With only a semester of college remaining, Call gave in to his own fight with paranoid schizophrenia and simply walked out on his life. Overwhelmed by the voices in his head, he began wandering the country, drifting in and out of sanity. Amazingly, after twenty years of searching, Rebecca found her brother alive, but not well...A Sister's Call chronicles Rebecca's heroic mission to bring her brother back from the depths of homelessness and schizophrenia all while seeking a way to heal herself and her family from the tragedies of her past.
Spencer Watson from SYNC Magazine said, "It is in turns heartwarming and heartbreaking. Rarely are conversations on camera so real." The project is also being lauded by those involved with treating mental illness. Greg Wright from Social Workers Speak says, "The films is a roller-coaster ride...shows the travails people who have mental illness and their caretakers experience." A Sister's Call is being distributed on the Pivotshare digital media platform and may be purchased and viewed at https://asisterscall.pivotshare.com.
About Kartemquin Films
In 1966, Kartemquin Films began making documentaries that examine and critique society through the stories of real people. Their documentaries, such asThe Interrupters, Hoop Dreams and The New Americans, are among the most acclaimed of all time, leaving a lasting impact on millions of viewers.

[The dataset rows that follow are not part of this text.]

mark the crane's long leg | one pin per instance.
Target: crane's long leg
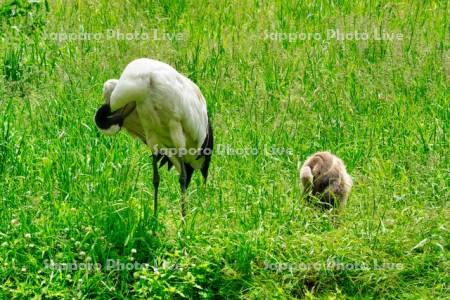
(155, 184)
(183, 184)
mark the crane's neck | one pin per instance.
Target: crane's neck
(127, 91)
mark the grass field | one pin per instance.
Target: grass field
(367, 80)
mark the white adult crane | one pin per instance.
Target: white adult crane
(167, 111)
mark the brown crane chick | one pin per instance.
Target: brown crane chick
(323, 175)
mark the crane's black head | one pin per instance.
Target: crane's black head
(108, 122)
(111, 122)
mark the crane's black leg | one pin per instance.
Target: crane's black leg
(183, 184)
(155, 183)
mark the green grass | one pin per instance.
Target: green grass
(70, 194)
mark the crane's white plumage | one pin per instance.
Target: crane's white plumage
(163, 108)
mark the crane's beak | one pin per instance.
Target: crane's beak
(109, 122)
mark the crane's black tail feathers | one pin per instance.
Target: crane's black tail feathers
(205, 151)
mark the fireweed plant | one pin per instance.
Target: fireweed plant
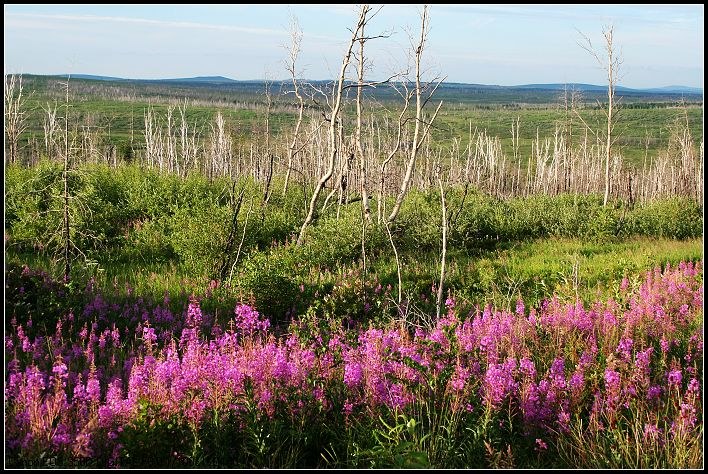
(615, 384)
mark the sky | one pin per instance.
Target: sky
(659, 45)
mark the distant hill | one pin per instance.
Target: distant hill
(676, 89)
(221, 80)
(594, 88)
(483, 95)
(198, 80)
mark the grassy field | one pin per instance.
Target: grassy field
(117, 112)
(193, 332)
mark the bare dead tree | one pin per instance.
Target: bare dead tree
(15, 115)
(294, 52)
(65, 180)
(334, 114)
(611, 65)
(422, 128)
(406, 95)
(51, 129)
(357, 134)
(443, 211)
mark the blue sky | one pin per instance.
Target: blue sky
(487, 44)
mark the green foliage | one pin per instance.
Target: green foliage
(151, 441)
(676, 218)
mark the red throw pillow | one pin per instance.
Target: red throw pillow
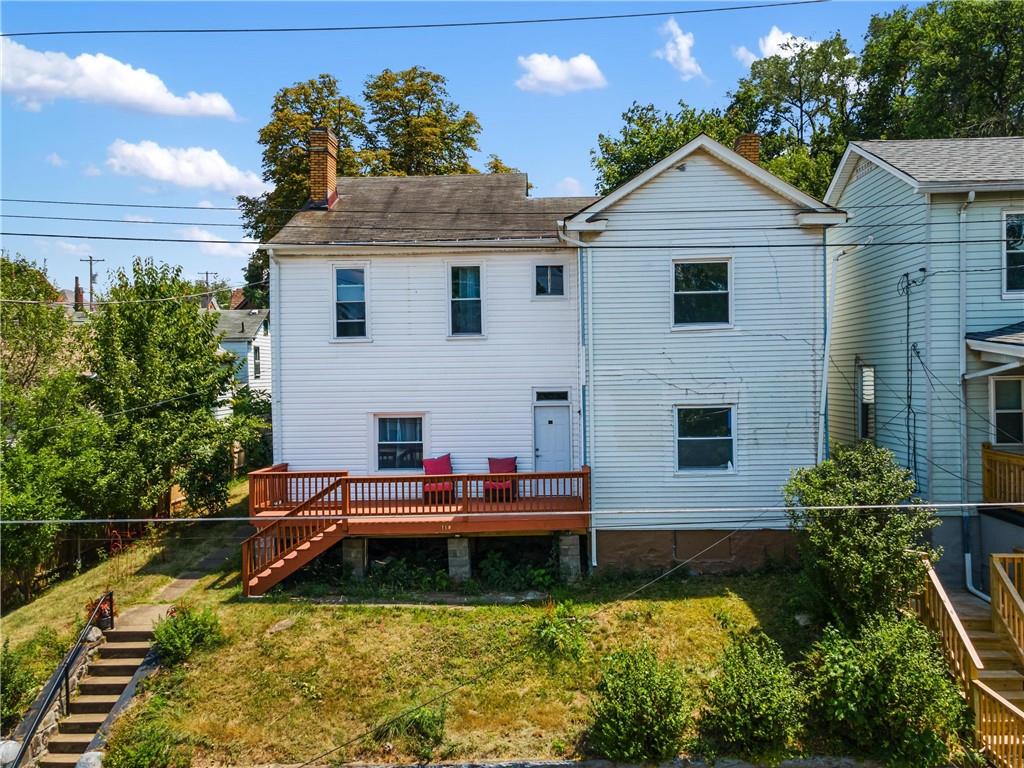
(502, 466)
(439, 466)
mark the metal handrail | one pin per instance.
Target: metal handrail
(103, 609)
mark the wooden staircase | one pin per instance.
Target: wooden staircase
(108, 675)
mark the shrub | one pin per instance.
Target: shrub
(559, 633)
(857, 563)
(640, 711)
(753, 705)
(887, 693)
(185, 631)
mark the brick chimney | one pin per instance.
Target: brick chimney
(749, 146)
(323, 167)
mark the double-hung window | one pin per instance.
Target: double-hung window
(549, 280)
(700, 293)
(467, 302)
(1013, 254)
(350, 302)
(399, 442)
(1008, 412)
(705, 437)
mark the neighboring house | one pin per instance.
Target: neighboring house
(421, 317)
(928, 336)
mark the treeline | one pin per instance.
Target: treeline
(101, 419)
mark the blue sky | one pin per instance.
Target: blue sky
(183, 131)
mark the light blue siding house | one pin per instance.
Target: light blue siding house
(928, 328)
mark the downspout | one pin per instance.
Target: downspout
(965, 463)
(587, 315)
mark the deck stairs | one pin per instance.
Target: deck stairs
(108, 675)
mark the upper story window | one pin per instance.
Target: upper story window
(1008, 412)
(1013, 254)
(550, 281)
(350, 302)
(467, 303)
(700, 293)
(705, 437)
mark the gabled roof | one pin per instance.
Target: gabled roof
(240, 325)
(418, 209)
(725, 155)
(932, 165)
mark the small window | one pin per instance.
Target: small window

Most recently, As Goes Janesville, a co-production with 371 Productions, aired on PBS Independent Lens, and will be released on DVD in January. In 2013, they expect to have their busiest year yet, with releases including The Trials of Muhammad Ali, Cooked, and Life Itself, about film critic Roger Ebert.
Kartemquin Films is a home for independent media makers who seek to create social change through film. With a noted tradition of nurturing emerging talent and acting as a leading voice for independent media, Kartemquin is building on over 45 years of being Chicago's documentary powerhouse. Kartemquin is a 501(c) 3 non-profit organization.